Closed romanofski closed 6 years ago

romanofski commented 6 years ago

Quick summary from our discussion (I thought better create an issue to discuss progress with this idea). Problems:

Idea:

romanofski commented 6 years ago

Btw. we might need to find something else for Keybinding () (...), since the data type is:

data Keybinding (ctx :: Mode) = -- etc

and the compiler won't accept () since it has kind * ...

romanofski commented 6 years ago

Also the drawing function actually produces a list of widgets [Widget n] which are being rendered, which we can't really keep in the Application state. When we create the initial state, nothing has been rendered. But what we could do and that's currently my angle of approach is to use a list of (resource) names as a current view.

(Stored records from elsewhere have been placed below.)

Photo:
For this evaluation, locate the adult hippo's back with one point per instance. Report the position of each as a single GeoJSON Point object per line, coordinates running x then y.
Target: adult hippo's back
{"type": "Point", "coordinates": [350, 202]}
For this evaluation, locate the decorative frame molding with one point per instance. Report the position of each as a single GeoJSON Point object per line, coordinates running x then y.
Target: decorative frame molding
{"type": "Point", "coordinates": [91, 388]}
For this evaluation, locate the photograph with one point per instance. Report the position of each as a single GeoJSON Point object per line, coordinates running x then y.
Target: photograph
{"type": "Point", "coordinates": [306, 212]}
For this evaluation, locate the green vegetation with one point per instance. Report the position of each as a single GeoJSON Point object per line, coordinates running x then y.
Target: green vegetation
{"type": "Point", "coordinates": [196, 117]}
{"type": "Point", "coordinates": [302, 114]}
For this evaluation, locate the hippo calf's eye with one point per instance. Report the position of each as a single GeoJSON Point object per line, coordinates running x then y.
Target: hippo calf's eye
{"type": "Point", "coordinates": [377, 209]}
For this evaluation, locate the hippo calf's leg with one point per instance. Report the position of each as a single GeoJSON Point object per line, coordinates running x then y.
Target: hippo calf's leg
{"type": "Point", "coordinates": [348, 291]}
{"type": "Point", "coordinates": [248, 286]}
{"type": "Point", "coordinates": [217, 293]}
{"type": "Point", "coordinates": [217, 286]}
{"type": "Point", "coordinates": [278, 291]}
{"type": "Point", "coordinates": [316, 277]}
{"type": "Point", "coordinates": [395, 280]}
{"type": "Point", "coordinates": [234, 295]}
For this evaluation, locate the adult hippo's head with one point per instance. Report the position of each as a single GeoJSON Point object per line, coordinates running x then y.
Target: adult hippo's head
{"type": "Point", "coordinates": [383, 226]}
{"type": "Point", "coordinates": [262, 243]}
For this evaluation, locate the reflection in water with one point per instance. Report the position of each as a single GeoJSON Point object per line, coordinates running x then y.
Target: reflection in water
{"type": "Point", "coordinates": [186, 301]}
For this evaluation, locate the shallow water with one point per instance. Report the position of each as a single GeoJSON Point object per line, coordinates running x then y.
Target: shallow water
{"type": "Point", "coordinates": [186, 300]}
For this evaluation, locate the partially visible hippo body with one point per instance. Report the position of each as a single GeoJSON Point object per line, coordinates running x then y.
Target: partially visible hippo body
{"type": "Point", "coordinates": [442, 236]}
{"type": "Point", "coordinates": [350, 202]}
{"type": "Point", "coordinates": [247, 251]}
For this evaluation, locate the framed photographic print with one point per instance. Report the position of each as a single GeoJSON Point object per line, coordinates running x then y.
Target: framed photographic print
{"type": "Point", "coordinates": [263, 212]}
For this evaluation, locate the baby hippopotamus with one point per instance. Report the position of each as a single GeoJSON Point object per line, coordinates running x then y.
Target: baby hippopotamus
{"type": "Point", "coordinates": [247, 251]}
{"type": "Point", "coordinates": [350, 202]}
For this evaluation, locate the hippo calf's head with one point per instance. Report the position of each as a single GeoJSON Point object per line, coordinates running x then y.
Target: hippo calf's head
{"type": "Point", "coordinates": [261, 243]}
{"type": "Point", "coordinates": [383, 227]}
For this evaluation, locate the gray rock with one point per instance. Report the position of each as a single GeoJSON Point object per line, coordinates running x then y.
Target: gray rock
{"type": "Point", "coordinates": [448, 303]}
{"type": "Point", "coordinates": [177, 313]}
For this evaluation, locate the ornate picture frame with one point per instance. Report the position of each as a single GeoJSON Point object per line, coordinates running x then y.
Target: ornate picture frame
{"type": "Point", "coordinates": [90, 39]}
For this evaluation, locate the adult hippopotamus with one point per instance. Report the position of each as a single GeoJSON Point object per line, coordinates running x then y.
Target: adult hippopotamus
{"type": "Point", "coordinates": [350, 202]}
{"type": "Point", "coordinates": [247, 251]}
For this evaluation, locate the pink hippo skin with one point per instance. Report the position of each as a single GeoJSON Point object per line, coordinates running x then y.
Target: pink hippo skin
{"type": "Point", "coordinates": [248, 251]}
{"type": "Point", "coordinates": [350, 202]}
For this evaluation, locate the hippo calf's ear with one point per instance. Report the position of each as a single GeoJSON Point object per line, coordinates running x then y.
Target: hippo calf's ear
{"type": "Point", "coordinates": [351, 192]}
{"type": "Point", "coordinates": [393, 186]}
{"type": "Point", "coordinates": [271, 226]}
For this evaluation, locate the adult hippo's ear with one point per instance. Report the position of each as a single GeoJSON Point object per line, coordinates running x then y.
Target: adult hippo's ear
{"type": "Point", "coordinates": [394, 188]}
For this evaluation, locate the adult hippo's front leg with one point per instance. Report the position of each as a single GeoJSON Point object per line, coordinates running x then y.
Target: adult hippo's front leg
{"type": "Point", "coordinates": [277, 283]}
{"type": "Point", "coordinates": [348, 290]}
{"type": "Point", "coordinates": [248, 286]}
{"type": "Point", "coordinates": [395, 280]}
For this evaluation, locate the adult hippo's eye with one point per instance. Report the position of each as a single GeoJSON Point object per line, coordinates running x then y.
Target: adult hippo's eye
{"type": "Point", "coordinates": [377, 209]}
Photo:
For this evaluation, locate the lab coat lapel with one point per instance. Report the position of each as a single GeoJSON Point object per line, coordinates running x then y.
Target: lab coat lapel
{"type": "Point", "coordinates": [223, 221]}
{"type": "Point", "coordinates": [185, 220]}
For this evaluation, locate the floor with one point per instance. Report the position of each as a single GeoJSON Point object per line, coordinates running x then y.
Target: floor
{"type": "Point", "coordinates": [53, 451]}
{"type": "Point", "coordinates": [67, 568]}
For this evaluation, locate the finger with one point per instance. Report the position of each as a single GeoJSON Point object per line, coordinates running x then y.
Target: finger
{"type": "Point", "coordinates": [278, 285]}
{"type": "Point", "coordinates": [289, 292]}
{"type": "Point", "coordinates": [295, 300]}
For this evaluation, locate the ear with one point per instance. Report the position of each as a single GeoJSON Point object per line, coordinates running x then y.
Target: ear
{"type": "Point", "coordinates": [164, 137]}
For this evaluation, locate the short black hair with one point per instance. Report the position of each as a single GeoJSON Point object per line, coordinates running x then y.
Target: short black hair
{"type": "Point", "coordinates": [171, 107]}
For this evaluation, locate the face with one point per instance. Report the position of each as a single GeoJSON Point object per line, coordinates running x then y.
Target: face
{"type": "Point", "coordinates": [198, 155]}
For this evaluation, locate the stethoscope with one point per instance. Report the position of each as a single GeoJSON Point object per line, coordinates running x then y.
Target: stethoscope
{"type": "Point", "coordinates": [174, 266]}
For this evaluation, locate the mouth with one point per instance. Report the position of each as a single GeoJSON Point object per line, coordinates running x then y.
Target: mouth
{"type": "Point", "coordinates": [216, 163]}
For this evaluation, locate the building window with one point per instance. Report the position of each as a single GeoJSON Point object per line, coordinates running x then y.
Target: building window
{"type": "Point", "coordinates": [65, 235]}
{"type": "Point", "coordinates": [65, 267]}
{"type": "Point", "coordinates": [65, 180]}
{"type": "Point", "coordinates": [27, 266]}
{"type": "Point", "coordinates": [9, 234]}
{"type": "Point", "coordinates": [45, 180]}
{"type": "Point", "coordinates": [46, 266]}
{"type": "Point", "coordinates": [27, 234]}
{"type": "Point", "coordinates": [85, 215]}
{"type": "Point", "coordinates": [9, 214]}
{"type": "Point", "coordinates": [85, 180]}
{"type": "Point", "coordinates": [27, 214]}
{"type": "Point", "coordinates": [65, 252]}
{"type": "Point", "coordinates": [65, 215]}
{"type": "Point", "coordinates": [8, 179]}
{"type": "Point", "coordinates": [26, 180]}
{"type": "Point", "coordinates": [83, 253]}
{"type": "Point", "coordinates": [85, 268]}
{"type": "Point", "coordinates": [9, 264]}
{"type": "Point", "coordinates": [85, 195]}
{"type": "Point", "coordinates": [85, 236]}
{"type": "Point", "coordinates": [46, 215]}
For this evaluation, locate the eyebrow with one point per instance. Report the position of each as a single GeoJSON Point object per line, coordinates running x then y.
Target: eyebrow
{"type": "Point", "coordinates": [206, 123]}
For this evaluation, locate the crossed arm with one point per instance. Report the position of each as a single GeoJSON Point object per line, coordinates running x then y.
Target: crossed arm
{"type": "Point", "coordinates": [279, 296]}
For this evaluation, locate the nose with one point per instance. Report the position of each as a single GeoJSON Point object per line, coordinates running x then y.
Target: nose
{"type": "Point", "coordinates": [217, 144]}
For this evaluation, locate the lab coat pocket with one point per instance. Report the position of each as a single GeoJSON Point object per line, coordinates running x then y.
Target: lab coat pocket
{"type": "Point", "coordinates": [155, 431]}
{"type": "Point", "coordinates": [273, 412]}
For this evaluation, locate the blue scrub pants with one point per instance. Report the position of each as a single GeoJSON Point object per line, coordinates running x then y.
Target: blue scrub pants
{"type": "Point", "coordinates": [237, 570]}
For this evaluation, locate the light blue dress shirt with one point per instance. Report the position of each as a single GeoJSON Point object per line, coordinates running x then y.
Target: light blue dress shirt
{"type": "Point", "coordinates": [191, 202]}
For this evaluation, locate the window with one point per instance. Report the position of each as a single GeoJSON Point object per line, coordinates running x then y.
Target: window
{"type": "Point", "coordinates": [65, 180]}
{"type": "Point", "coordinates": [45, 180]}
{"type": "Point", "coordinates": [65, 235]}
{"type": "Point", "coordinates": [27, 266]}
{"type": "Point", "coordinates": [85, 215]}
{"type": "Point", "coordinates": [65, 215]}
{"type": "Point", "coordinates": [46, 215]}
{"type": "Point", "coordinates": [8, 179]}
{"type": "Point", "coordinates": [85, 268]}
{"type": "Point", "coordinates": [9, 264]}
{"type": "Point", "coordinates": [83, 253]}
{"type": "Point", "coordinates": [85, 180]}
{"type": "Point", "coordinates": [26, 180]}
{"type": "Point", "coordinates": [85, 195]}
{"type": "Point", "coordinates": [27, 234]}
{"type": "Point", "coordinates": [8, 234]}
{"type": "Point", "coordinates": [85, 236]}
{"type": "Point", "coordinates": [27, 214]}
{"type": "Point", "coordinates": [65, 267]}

frasertweedale commented 6 years ago

Sounds fine to me.

romanofski commented 6 years ago

For the kind problem and stashing Keybindings in a Map, I've used an intermediary InternalKeybinding data type for now. Not sure if we need to settle on this, but at least it keeps me going for now. I guess we can always focus on that part if the overall concept works out. A function would convert the config keybindings to internal keybindings if push comes to shove.

I have a basic application setup now and will proceed of trying to manipulate the current view with the keybindings. The view is currently a simple list of resource names. I'm not really settled yet if mode transitions replace the entire list of names or if they just add/remove. We'll see...

I first had the idea of simply using the focus ring for rendering, but it has no Traversable or Functor instances .. so guess I'll have to keep two lists around for now.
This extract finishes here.